Fidèles à leur rôle initial, et désormais placés sur de bons rails, les Cahiers pour l’histoire de La Poste poursuivent la présentation de thèmes originaux touchant à l’histoire de la Poste. Voici dans le cadre de ce n°4, l’étude de Christophe Tretsch dédiée à la vie à l’hôtel des Postes de Paris de 1801 à 1830. Avertissons d’emblée les connaisseurs avertis de la géographie parisienne : l’hôtel des Postes dont il est question n’est pas l’actuelle recette principale installée entre les rues, du Louvre, Jean-Jacques Rousseau et Etienne Marcel. Il s’agit de son ancêtre jadis siégeant dans le même triangle, en l’occurrence l’Hôtel d’Epernon ou d’Armenonville, plusieurs fois agrandi grâce à des extensions spatiales contiguës, et qui a fonctionné durant plus de 120 ans, de 1757 au début des années 1880.
Ainsi défini dans cette configuration, l’hôtel des Postes de Paris nous fait découvrir par ses entrailles, la période qui précède le demi-siècle de l’âge d’or des Postes en France entre 1830 et 1880 durant laquelle l’administration en ébullition connaît ses plus importantes transformations. Cependant, ce premier tiers du XIXe siècle n’en est pas moins intéressant dans le sens où il englobe l’Empire et la Restauration dont la succession est plus porteur de continuités que de ruptures pour la Poste : le trafic continue de croître, certes proportionnellement plus vite que les effectifs de postiers ; les relations entre Paris et la province sont renforcées ; les tarifs sont ajustés… Et même si la Poste à Paris, dans ses propres murs, n’est pas encore tout à fait confrontée « à la marée qui menace de submerger le service » [Annuaire des Postes, 1867] prédite en 1866 par le directeur général des Postes, Edouard Vandal, elle nous apparaît tout de même déjà très fourmillante.
En effet, Christophe Tretsch nous donne à voir une double représentation du lieu : une vision anxiogène de l’Hôtel, à l’intérieur duquel les postiers sont exposés aux dangers, notamment au feu ravageur, et au cloisonnement malsain d’un travail routinier ; mais aussi une vision vivante de l’activité quotidienne, frénétique et trépidante. L’hôtel des Postes de Paris incarne véritablement la manifestation architecturale de la puissance de l’activité postale, même encore toute relative par rapport à la formidable croissance connue sous le Second Empire.

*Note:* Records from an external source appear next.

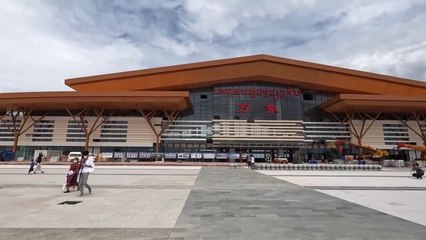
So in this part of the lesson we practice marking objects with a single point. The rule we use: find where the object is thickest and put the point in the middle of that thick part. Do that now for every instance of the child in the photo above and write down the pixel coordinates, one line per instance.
(31, 170)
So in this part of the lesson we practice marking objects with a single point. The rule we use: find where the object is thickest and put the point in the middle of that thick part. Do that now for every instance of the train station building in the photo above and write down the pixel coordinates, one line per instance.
(221, 110)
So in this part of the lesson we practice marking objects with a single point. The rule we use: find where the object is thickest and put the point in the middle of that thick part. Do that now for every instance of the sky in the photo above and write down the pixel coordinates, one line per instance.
(44, 42)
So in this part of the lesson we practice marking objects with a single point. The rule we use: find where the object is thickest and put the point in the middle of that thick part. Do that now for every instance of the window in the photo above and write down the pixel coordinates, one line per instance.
(308, 96)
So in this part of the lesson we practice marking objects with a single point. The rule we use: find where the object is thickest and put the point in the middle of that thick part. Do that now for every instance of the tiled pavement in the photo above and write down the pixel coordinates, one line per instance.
(223, 203)
(243, 204)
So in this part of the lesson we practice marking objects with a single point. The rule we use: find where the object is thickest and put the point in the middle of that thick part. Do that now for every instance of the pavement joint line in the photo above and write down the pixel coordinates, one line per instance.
(338, 176)
(367, 188)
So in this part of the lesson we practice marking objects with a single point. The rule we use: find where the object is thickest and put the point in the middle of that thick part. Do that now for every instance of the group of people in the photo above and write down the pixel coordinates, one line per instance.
(78, 173)
(250, 162)
(37, 163)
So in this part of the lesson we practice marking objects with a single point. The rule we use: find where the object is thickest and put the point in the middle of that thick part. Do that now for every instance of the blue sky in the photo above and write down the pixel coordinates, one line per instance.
(44, 42)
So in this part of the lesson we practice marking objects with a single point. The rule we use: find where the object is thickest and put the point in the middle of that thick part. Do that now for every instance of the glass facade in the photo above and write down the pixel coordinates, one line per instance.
(257, 101)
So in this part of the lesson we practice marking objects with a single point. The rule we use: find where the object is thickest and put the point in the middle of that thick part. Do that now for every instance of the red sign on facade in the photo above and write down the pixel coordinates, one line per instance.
(243, 107)
(258, 92)
(271, 108)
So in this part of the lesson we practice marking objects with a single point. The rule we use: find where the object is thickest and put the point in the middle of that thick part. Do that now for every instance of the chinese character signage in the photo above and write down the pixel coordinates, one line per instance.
(276, 93)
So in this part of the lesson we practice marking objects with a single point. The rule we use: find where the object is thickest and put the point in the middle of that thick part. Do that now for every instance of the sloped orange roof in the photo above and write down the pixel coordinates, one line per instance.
(176, 100)
(375, 103)
(251, 68)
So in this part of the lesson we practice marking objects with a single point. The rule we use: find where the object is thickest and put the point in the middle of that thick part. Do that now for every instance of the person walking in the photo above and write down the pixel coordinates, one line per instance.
(87, 167)
(31, 170)
(38, 162)
(252, 163)
(418, 171)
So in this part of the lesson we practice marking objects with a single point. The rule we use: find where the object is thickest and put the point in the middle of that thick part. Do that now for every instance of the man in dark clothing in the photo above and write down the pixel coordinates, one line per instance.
(418, 171)
(38, 161)
(31, 166)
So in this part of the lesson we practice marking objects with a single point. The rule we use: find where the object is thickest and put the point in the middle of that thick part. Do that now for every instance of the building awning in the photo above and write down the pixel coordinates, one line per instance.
(119, 100)
(375, 103)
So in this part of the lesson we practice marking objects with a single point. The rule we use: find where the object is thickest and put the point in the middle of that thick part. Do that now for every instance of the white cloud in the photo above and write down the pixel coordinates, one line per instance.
(45, 42)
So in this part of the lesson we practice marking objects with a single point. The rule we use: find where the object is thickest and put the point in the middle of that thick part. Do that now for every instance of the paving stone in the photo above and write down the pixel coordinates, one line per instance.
(263, 207)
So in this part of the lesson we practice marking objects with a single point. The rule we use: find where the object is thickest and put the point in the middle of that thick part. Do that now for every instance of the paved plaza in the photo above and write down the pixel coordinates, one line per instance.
(172, 202)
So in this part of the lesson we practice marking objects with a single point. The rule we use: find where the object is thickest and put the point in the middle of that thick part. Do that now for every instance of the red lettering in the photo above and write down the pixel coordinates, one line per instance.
(251, 92)
(243, 107)
(271, 108)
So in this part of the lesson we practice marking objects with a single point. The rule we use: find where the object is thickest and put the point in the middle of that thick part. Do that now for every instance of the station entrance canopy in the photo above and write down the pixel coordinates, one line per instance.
(79, 105)
(375, 104)
(121, 100)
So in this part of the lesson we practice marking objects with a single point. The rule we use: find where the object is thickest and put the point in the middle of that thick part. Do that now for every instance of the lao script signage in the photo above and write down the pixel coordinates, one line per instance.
(277, 93)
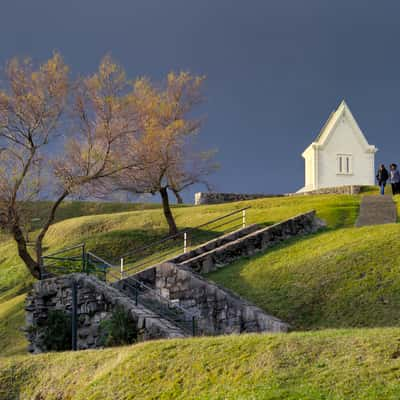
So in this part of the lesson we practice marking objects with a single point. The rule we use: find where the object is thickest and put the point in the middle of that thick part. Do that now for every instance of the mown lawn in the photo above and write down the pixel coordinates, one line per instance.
(329, 365)
(112, 234)
(340, 278)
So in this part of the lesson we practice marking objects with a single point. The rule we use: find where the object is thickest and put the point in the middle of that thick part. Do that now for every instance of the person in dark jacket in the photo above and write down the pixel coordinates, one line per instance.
(395, 179)
(382, 176)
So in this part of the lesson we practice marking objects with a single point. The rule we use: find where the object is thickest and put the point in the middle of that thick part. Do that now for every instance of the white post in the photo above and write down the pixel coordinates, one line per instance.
(122, 268)
(184, 242)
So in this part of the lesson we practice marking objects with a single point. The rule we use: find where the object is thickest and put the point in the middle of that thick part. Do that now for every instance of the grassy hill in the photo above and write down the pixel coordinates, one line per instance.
(341, 278)
(329, 365)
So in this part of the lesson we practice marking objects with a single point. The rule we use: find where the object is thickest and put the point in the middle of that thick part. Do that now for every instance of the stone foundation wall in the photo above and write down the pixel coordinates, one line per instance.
(96, 302)
(218, 310)
(257, 241)
(217, 198)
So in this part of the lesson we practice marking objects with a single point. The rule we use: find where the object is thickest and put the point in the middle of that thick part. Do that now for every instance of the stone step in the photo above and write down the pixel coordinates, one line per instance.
(157, 304)
(256, 241)
(377, 210)
(215, 243)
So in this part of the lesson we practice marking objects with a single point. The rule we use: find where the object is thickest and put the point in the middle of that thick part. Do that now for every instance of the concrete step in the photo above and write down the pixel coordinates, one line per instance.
(258, 240)
(377, 210)
(215, 243)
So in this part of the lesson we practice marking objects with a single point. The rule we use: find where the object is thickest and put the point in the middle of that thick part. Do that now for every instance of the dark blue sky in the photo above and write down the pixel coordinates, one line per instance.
(275, 69)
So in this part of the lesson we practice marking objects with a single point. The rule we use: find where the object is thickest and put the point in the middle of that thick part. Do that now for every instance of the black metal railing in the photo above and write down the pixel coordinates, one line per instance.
(74, 259)
(160, 305)
(78, 259)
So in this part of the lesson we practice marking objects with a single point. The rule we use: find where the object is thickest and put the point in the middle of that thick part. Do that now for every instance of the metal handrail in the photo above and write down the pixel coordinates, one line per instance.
(188, 314)
(182, 231)
(64, 250)
(100, 259)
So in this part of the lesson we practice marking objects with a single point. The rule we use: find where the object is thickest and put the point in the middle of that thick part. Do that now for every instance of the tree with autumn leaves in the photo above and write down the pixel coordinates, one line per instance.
(90, 135)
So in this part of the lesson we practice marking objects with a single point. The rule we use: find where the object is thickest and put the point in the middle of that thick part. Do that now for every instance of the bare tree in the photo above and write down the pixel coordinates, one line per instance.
(32, 103)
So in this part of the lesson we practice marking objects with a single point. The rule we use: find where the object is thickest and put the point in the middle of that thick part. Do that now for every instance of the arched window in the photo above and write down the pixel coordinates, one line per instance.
(344, 164)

Pilier d’un système des Postes ultra centralisé en France, l’hôtel de la capitale, à l’image de ses homologues européennes comme Londres ou Berlin, surpassent toutes les normes d’un bureau de poste traditionnel par le gigantisme de son personnel rattaché, par la régulière effervescence de l’arrivée et des départs des courriers et des facteurs, par la fréquentation du public. L’hôtel des Postes matérialise l’assise de cette administration dans la ville, il témoigne d’autant plus de son rôle de lien social.
A son sujet, il ne semble pas décalé de détourner la formule de « palais scolaire », employée par Yves Lequin [« La société », Histoire des Français aux XIXe – XXe siècles, Paris, Colin, 1984, p. 99] pour désigner la cohabitation du logement de l’instituteur et de la classe dans un bâtiment identique, pour créer la notion élargie d’un véritable « palais postal ». Pas dans le sens d’une cohabitation effective du logement du directeur général des Postes ou du directeur de l’hôtel des Postes, mais plutôt dans une cohabitation assez incroyable entre toutes les parties des Postes, qu’elles soient attachées à la direction proprement dite, à l’exploitation générale ou au service particulier. Un système d’organisation passé, témoignant de la volonté de montrer la puissance d’une administration, qui trouve une forme d’écho aujourd’hui à une époque fortement attachée à promouvoir l’image de marque pour montrer la riche diversité d’une entreprise. En effet, dans le quartier Montparnasse – Vaugirard, Le Groupe La Poste ne fait-il pas voisiner son Siège social regroupant ses principales directions exécutives, avec un bureau de poste dernier cri mettant en valeur les prestations au public, ainsi qu’avec sa vitrine patrimoniale et culturelle qu’est le musée de La Poste ?
A l’heure où de prochains travaux de modernisation de la recette principale du Louvre sont envisagés pour redonner de l’éclat à ce centre historique de l’activité postale en France, à l’heure où La Poste se lance dans une grande réflexion sur la conception de ses bureaux, les Cahiers pour l’histoire, grâce à la plume vivante de Christophe Tretsch, vous proposent donc un regard différent, historique et parfois moderne, sur le cœur du service postal parisien et français.